What's the goal of the project?

To create a space where people who identify as or experience passing as white can explore in community what it means to be white in their lives and in our society, but without friends or colleagues of color being put in a position of helping or teaching or ambassador-ing or holding space. 

As the organizing artist, I wanted a space where I could inquire into the ideas I grew up with, and be supported in my challenges by others seeking to better understand their privilege, biases, obstacles, and roles. To get more voices at the table, these conversations would be prompted by illustrations by artists of color and white artists of their own experiences. 

My hope is that this is one more step in building a supportive network among white people who would like to help work toward a more equitable city by first examining their impact. We can encourage and assist each other in working through blind spots, behavior patterns, and problem beliefs that can get in the way of seeing these ideals of justice realized and prevent us from building authentic relationships. After the dinner, we can continue to share resources and contribute to POC-led racial justice efforts.


How does a conversation among white people help  systemic racism? 

This is a work of participatory art about privilege, fragility, and calling-in. There are many groups doing more direct work locally. Dysfunctionalware guests are encouraged to get in touch with these groups and donate time or money. 

It would be great if we white people would spend more time researching literature and other resources by POC and putting what we learn into action. But since things are often going ok for us personally in the racial dimension of our own lives, there isn't always motivation to sit down with this uncomfortable work. When the others in our lives think differently about race and privilege, it can be lonely not to have support for navigating our growing recognition of systemic inequality and what it means for us. A dinner brings people together to share resources, perspectives, common experiences. This project brings in people for whom the idea of white privilege is a relatively new one, as well as those who have spent a lifetime working on this and still want to get clearer.

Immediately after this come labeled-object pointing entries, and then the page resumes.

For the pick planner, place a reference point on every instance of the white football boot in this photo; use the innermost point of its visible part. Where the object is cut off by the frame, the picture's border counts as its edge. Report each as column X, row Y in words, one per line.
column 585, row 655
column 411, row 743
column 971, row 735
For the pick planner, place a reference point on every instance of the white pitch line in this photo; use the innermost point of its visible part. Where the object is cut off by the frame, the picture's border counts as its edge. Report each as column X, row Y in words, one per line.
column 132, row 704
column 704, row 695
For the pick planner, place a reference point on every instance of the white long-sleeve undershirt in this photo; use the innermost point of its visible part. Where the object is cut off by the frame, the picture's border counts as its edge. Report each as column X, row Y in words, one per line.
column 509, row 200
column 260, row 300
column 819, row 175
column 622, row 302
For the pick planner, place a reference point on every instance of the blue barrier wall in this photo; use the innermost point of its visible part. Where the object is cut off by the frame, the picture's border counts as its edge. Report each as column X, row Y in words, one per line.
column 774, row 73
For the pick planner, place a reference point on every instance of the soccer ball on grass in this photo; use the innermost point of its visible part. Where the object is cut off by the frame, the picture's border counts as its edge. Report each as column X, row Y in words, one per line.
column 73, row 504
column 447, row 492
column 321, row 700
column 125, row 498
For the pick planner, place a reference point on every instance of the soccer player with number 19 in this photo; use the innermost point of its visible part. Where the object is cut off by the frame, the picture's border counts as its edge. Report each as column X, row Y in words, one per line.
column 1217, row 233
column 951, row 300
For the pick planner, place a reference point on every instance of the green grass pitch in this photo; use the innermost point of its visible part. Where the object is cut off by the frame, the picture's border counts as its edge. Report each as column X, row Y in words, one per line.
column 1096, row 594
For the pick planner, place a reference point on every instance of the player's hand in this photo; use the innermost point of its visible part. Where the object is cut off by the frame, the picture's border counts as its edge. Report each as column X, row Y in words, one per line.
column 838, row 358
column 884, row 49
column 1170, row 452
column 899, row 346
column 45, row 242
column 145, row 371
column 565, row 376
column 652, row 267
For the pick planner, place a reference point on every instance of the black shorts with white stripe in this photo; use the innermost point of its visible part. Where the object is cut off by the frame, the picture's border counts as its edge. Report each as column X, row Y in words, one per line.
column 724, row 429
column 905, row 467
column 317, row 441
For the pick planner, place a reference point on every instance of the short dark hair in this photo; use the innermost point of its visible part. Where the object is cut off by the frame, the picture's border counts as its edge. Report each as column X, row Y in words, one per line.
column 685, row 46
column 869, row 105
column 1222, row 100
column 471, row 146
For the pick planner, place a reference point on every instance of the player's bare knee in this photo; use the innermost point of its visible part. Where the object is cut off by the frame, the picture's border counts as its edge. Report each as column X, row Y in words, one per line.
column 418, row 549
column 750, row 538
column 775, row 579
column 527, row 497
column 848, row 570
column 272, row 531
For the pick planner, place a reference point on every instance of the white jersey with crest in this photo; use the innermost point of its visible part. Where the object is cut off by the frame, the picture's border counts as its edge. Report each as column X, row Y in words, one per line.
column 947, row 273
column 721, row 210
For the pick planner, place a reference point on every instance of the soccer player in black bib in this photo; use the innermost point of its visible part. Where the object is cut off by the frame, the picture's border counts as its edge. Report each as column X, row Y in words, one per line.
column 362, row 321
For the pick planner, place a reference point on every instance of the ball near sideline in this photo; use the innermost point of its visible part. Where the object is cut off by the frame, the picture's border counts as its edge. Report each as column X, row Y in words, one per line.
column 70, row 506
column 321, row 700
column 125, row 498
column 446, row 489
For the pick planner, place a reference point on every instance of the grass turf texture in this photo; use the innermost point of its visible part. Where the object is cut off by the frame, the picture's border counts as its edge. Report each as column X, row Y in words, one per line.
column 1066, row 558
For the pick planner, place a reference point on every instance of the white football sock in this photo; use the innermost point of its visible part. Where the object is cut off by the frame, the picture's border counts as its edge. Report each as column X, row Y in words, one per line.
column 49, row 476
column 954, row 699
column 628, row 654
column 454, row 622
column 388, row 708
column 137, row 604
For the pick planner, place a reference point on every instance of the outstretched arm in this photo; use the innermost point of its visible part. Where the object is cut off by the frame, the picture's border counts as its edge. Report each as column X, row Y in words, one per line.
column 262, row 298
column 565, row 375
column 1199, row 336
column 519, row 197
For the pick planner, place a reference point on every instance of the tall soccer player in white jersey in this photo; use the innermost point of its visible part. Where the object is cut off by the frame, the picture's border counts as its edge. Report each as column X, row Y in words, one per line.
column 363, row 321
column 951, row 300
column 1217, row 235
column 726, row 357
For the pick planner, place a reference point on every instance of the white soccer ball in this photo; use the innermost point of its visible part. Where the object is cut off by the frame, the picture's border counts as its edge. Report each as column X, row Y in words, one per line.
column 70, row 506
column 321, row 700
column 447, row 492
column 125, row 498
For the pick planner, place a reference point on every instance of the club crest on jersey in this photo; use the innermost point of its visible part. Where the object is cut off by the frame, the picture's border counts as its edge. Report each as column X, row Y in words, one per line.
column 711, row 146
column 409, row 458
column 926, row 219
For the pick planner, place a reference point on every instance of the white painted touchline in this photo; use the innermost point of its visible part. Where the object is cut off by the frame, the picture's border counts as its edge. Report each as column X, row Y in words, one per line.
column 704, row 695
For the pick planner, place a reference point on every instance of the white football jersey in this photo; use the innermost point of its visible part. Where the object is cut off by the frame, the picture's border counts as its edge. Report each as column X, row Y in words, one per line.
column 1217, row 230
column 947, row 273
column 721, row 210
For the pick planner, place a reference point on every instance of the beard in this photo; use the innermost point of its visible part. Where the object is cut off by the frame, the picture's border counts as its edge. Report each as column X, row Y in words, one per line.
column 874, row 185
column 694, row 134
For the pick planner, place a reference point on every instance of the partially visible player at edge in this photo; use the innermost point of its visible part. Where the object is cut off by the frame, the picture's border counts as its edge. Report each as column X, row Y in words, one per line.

This project is getting off the ground thanks to two grants from arts organizations, RAC and MAAA, and the help of MAPS (see homepage bottom). These are being used to provide dinner experiences to those who want to give input into the project, as well as to hire those with expertise to help with the project--artists, facilitators, organizers, designers, caterers, service staff. There is an effort to distribute grant money to people in those fields with identities whose resources have been historically looted by white people, and to white people actively involved in justice efforts. 


Is this a safe space?

Dysfunctionalware is a space for people who want to challenge themselves. Dinner guests will be coming from vastly different sets of experiences and intersectional identities, and every single one of us has got a lot to learn. It should be an uncomfortable process. It is a practice in listening to understand, patience with self and others, vulnerability, reflection, discomfort, discovery, liberation. Facilitators are there to deal with intersectional issues.